After an unfortunate car accident, Spencer had to persevere and pivot her career trajectory away from tennis. After a tough decision, Spencer decided to go to Kent State University for its Sports Psychology grad school program.
“After getting my degree there, I wasn’t planning on getting my P.h.D. But, by the end of my days at Kent, I had grown to love the academic arena,” Spencer said.
She loved academia so much she turned down tennis coaching offers from Louisiana-Monroe and Nebraska University to obtain her P.h.D at Illinois.
Despite the initial disappointment of 51 rejection letters, Spencer eventually ended up at the last school she interviewed with, Bowling Green, in 1998.
She works in the Sport Management department at BGSU and has taught classes such as sport and gender, sport globalization, and sport history in the past. Despite being immersed in the academic world, she doesn’t leave her tennis background far behind.
Her office is covered in tennis memorabilia and posters, including a Chris Evert poster: the player that she once beat on tour 51 years prior.
Spencer has loved working for Bowling Green over the last 25 years.
“I never really thought about going somewhere else while I’ve been here. Some people use Bowling Green as a steppingstone, but for me it just felt right to be here,” she explained.
Meredith Flaherty P.h.D, an assistant professor at BGSU, believes students are impacted by Spencer on a human level.
“She’s just a really great person and easy for students to talk to,” Flaherty said.
Lily Smith, second-year Sport Management student, also believes Spencer has had a huge impact on her academic and professional career so far because of how she treats students.
“She’s just the best mentor. She’s such an understanding person and is willing to help students on a personal level,” Smith said.
On top of the type of person Spencer is, Flaherty also sees Spencer as a professor that lifts the BGSU Sport Management program up.

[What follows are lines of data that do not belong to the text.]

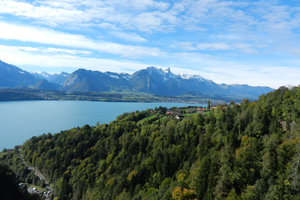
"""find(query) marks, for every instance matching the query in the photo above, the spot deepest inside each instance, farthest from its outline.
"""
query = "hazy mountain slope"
(86, 80)
(12, 76)
(54, 78)
(155, 81)
(46, 85)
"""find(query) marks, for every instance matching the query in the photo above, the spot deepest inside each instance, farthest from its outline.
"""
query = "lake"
(20, 120)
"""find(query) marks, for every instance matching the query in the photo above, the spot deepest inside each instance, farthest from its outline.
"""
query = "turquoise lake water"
(21, 120)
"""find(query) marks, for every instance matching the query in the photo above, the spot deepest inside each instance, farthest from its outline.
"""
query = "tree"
(208, 105)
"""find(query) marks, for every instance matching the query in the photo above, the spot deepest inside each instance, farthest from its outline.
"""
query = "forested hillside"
(247, 151)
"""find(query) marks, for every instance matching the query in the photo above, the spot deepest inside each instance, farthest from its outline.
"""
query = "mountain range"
(151, 80)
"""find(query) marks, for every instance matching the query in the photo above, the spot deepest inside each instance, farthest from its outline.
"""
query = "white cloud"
(133, 37)
(29, 59)
(213, 46)
(43, 50)
(48, 36)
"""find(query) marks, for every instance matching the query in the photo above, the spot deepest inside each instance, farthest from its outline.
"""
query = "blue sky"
(242, 42)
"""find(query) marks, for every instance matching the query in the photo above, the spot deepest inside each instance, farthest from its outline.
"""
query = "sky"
(233, 42)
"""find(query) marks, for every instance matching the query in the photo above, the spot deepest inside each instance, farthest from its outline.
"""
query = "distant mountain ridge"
(54, 78)
(151, 80)
(155, 81)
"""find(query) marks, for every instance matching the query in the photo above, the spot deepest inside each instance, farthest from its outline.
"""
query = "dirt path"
(37, 172)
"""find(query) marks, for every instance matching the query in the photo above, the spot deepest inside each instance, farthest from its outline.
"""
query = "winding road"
(37, 172)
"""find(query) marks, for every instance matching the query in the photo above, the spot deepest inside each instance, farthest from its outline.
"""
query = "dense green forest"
(243, 151)
(9, 186)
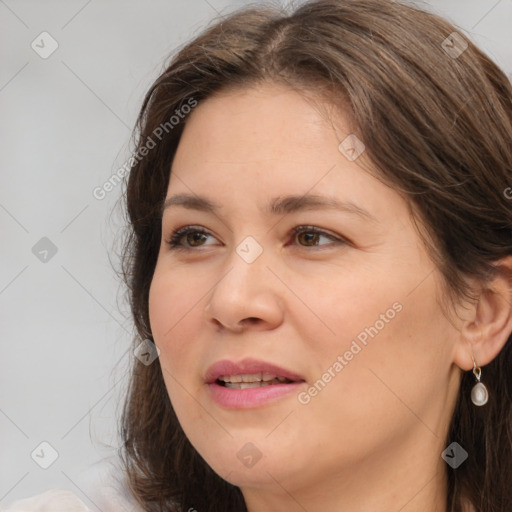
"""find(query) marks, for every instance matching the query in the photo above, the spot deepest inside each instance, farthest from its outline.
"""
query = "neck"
(409, 476)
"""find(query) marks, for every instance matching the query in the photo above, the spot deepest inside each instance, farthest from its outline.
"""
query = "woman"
(320, 268)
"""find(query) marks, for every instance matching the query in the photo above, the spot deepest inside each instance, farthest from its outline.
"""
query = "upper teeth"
(252, 377)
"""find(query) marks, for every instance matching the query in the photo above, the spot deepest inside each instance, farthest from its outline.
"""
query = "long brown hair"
(436, 123)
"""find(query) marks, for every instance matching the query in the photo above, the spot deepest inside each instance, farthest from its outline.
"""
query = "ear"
(487, 323)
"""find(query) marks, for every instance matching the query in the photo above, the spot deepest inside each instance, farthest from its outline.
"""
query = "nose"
(247, 296)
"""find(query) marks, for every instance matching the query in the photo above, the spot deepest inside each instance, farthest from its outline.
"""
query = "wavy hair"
(436, 123)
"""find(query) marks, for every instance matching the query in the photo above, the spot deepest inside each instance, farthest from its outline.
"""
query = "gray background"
(66, 123)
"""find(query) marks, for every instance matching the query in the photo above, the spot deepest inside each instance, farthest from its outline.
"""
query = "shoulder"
(54, 500)
(105, 486)
(102, 486)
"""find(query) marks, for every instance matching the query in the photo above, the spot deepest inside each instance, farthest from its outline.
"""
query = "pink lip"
(251, 397)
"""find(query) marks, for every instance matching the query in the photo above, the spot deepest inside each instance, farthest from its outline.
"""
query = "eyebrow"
(277, 206)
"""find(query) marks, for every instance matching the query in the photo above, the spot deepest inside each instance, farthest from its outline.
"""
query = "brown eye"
(194, 238)
(308, 238)
(189, 237)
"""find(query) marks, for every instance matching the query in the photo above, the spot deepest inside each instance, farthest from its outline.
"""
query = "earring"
(479, 393)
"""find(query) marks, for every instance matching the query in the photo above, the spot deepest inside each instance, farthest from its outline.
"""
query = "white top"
(102, 487)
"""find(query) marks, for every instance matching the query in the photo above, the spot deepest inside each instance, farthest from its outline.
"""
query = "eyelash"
(176, 236)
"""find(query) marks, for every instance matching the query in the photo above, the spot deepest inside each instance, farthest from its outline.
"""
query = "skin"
(372, 438)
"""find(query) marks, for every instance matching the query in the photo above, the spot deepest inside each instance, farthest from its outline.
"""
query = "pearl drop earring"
(479, 393)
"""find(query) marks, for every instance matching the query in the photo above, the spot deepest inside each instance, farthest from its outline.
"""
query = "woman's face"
(278, 281)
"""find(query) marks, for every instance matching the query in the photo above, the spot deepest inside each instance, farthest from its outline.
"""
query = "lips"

“For students coming into this program, she’s one of the draws. She’s one of the reasons that the Sport Management program at BGSU is nationally known,” Flaherty said.
Flaherty also believes Spencer will leave one major lasting impact on BGSU’s sport management program after she retires.
“Her lasting impact at BG has a ton to do with gender treatment in sports across generations and spaces,” she said.
Spencer will soon be retiring to solely focus on her upcoming book that is within this gender realm of sports that Flaherty mentioned. The book is titled “Celebrity, Femininity, and Women’s Tennis: from Suzanne Lenglen to Serena Williams.”
Completing her book will be one in a long list of achievements that Spencer has put her mind to and succeeded in. From her tennis coaching and playing careers, to an academic scholar, to a respected professor, Spencer has had multiple successful careers.
However, as Flaherty states, at BGSU, Spencer will perhaps be most remembered for “her overall demeanor and personality of being open, engaged, and human-oriented toward her students.”